Résultats : Après une période de conservation des échantillons de 48 heures au réfrigérateur, les pourcentages de la concentration initiale étaient de 91,2 % et de 89,2 % pour les seringues de 30 mg/mL et de 40 mg/mL diluées dans le chlorure de sodium à 0,9 % contre 90,6 % et 87,9 % pour les concentrations de 20,7 mg/mL et de 25 mg/mL en sac de polychlorure de vinyle. Dans les seringues, la stabilité du méropénem dilué dans l’eau stérile n’était pas différente de celle du chlorure de sodium à 0,9 % pour chacune des concentrations analysées (p > 0,05).
Conclusion : Le méropénem conditionné en seringues et dilué dans le chlorure de sodium à 0,9 %, comme le prépare l’IUCPQ–UL, est stable d’un point de vue physico-chimique lorsqu’il est conservé au réfrigérateur et administré dans les 48 heures suivant la préparation.
Mots clés : Méropénem, préparation de médicament, stabilité de médicament
Abstract
Objective : To assess the stability of meropenem diluted in 0.9% sodium chloride in 30 and 40 mg/mL syringes. To verify whether dilution in sterile water at the same concentrations would provide better stability and to describe the stability of the antibiotic when packaged in polyvinyl chloride bags at concentrations greater than those investigated in studies.

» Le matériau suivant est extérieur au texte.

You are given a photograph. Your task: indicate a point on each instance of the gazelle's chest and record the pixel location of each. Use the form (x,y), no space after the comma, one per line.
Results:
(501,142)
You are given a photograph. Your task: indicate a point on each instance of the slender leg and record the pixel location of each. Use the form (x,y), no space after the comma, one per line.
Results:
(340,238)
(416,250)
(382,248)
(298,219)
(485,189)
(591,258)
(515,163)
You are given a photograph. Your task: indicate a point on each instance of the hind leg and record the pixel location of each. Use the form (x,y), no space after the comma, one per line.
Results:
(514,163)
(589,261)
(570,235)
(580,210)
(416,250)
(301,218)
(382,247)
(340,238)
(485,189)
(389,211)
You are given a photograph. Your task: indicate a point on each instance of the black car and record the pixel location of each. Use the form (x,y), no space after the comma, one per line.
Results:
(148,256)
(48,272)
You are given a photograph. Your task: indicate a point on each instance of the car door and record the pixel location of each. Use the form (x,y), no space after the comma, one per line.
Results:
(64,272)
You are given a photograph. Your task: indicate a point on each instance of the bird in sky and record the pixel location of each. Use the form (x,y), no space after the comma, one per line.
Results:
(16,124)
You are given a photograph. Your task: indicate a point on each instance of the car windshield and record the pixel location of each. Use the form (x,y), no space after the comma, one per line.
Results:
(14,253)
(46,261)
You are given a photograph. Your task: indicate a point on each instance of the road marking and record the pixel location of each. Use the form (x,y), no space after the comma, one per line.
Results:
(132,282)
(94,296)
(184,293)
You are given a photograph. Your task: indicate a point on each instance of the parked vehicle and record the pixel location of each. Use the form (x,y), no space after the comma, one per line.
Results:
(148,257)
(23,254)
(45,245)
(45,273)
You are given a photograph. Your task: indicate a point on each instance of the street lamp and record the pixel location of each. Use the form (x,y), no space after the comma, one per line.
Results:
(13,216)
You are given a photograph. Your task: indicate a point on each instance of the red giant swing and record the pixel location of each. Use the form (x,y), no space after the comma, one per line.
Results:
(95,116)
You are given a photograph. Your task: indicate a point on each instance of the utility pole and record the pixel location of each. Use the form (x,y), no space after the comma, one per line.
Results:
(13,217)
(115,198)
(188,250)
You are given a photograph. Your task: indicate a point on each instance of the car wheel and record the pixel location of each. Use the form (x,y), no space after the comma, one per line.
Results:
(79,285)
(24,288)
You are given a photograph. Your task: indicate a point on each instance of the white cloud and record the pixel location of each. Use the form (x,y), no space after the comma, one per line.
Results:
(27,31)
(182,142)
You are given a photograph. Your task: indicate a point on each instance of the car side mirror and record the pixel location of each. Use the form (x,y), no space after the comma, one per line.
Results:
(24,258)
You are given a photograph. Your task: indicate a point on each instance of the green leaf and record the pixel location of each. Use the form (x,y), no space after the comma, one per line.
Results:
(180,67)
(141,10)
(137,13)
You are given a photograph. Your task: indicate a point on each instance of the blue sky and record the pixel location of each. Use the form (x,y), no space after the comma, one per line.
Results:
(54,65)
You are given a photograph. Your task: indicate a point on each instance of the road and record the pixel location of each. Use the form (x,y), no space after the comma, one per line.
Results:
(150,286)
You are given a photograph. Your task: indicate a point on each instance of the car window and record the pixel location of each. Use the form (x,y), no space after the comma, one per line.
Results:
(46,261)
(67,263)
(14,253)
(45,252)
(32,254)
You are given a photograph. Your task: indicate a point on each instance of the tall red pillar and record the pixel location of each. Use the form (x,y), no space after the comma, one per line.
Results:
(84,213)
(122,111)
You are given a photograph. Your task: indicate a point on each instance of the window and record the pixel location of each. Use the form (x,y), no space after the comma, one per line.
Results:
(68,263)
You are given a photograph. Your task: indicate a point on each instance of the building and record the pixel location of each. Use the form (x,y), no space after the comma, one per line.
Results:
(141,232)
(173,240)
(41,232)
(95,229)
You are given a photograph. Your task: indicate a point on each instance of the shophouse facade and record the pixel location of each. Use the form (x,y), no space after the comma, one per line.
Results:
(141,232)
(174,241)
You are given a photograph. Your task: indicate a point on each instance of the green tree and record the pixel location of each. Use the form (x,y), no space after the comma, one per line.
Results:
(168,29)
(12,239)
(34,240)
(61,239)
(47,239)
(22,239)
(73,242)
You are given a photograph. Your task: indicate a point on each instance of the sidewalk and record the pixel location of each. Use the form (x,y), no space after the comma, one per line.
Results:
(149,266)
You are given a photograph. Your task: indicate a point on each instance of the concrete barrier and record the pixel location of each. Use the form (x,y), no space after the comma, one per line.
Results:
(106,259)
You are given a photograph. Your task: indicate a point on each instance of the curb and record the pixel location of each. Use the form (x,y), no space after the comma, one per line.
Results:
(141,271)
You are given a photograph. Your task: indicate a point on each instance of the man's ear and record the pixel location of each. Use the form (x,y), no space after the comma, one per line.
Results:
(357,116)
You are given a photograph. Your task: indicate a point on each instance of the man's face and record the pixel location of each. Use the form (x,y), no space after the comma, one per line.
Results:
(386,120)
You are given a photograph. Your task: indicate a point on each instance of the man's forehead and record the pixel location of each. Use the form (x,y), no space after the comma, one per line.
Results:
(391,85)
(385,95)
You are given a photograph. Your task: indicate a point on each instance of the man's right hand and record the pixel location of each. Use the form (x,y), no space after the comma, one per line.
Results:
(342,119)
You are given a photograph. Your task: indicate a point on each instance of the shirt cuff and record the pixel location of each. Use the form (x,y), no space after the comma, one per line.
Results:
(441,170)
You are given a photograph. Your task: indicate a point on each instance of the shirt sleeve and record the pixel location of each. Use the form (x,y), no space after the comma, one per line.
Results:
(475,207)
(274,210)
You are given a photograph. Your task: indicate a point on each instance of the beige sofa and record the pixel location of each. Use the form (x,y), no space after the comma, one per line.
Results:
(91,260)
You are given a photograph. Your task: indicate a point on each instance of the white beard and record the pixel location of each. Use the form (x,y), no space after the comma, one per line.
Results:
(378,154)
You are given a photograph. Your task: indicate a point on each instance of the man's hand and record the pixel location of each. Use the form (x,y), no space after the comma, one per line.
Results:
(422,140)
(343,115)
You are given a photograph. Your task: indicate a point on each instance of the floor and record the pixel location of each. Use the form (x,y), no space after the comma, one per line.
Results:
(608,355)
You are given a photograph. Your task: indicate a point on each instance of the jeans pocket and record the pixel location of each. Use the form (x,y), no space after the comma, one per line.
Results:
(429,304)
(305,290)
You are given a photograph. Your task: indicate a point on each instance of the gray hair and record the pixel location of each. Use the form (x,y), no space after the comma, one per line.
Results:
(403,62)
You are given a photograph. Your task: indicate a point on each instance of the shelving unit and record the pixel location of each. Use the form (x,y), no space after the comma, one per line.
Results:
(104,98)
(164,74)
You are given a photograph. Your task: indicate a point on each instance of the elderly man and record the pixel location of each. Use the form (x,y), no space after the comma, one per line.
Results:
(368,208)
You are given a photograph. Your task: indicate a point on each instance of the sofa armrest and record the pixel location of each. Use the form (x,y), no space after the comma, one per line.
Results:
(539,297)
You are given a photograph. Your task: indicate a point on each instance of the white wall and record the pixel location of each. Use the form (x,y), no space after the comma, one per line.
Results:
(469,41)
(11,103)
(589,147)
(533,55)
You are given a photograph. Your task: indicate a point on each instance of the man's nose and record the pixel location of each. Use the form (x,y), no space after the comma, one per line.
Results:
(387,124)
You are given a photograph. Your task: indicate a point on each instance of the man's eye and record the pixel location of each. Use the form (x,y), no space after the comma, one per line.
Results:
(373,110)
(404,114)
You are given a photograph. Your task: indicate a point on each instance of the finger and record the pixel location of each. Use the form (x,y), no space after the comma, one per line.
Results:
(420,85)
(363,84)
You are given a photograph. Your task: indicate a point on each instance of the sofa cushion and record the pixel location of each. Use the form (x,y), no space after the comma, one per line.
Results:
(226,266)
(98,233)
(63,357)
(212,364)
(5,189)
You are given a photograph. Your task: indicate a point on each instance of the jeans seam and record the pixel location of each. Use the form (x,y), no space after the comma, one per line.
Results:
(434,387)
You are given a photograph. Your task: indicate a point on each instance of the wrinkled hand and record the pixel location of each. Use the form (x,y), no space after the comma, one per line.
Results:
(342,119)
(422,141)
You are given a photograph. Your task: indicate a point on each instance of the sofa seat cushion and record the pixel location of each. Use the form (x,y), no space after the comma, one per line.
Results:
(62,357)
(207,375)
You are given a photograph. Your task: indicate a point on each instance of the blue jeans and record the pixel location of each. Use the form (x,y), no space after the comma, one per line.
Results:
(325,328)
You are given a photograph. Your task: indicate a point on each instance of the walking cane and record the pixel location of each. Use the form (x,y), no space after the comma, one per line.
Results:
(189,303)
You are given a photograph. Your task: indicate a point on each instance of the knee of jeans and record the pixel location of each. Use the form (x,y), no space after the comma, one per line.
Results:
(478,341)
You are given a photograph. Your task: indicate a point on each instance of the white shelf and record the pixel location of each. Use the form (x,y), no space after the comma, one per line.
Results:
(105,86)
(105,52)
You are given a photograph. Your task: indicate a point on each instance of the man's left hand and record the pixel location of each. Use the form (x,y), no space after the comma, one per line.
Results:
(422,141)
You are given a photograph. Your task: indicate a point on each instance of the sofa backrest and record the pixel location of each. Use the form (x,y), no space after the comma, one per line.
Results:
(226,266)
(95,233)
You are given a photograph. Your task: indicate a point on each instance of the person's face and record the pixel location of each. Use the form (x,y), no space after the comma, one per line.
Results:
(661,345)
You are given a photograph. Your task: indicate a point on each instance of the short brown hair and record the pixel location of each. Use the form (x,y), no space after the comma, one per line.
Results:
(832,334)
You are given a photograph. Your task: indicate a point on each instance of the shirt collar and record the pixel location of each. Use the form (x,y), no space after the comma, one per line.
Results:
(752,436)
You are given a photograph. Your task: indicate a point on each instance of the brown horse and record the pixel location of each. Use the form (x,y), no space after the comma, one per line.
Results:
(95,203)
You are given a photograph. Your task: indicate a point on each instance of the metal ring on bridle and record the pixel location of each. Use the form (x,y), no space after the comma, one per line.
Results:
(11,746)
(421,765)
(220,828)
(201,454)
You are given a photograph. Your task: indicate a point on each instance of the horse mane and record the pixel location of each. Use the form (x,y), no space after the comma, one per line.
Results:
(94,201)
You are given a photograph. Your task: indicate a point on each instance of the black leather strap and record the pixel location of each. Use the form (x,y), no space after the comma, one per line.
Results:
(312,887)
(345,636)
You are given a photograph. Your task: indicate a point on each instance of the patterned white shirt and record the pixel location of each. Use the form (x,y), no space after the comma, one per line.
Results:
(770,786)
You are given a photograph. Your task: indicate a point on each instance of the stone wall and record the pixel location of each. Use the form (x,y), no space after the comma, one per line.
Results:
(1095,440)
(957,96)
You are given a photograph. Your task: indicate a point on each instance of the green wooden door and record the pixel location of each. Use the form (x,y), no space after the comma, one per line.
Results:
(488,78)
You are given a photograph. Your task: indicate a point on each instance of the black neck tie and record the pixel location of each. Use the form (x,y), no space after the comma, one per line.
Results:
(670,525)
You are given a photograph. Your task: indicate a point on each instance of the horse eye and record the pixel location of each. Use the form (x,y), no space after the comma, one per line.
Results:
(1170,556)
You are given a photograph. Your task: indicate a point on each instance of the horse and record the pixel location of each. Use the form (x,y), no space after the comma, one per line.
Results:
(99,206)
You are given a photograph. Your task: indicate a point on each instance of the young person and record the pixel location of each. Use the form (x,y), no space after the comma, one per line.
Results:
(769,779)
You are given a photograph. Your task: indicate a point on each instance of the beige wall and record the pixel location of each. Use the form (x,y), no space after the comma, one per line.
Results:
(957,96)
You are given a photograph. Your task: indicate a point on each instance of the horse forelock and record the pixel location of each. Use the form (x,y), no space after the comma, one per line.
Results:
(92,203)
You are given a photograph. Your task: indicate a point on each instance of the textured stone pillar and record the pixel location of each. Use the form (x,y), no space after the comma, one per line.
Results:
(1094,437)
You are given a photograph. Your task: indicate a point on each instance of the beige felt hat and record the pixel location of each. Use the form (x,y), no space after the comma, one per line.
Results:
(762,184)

Method : Meropenem was diluted with 0.9% sodium chloride or with sterile water and put in syringes for two concentrations: 30 mg/mL and 40 mg/mL. It was also diluted in 0.9% sodium chloride and packaged in polyvinyl chloride bags to produce 20.7 mg/mL and 25 mg/mL solutions. All the samples were refrigerated, analyzed, and quantified at times 0, 24, 36, 42, 48, 60, 72, 84, 96, 108 and 120 hours with high-performance liquid chromatography.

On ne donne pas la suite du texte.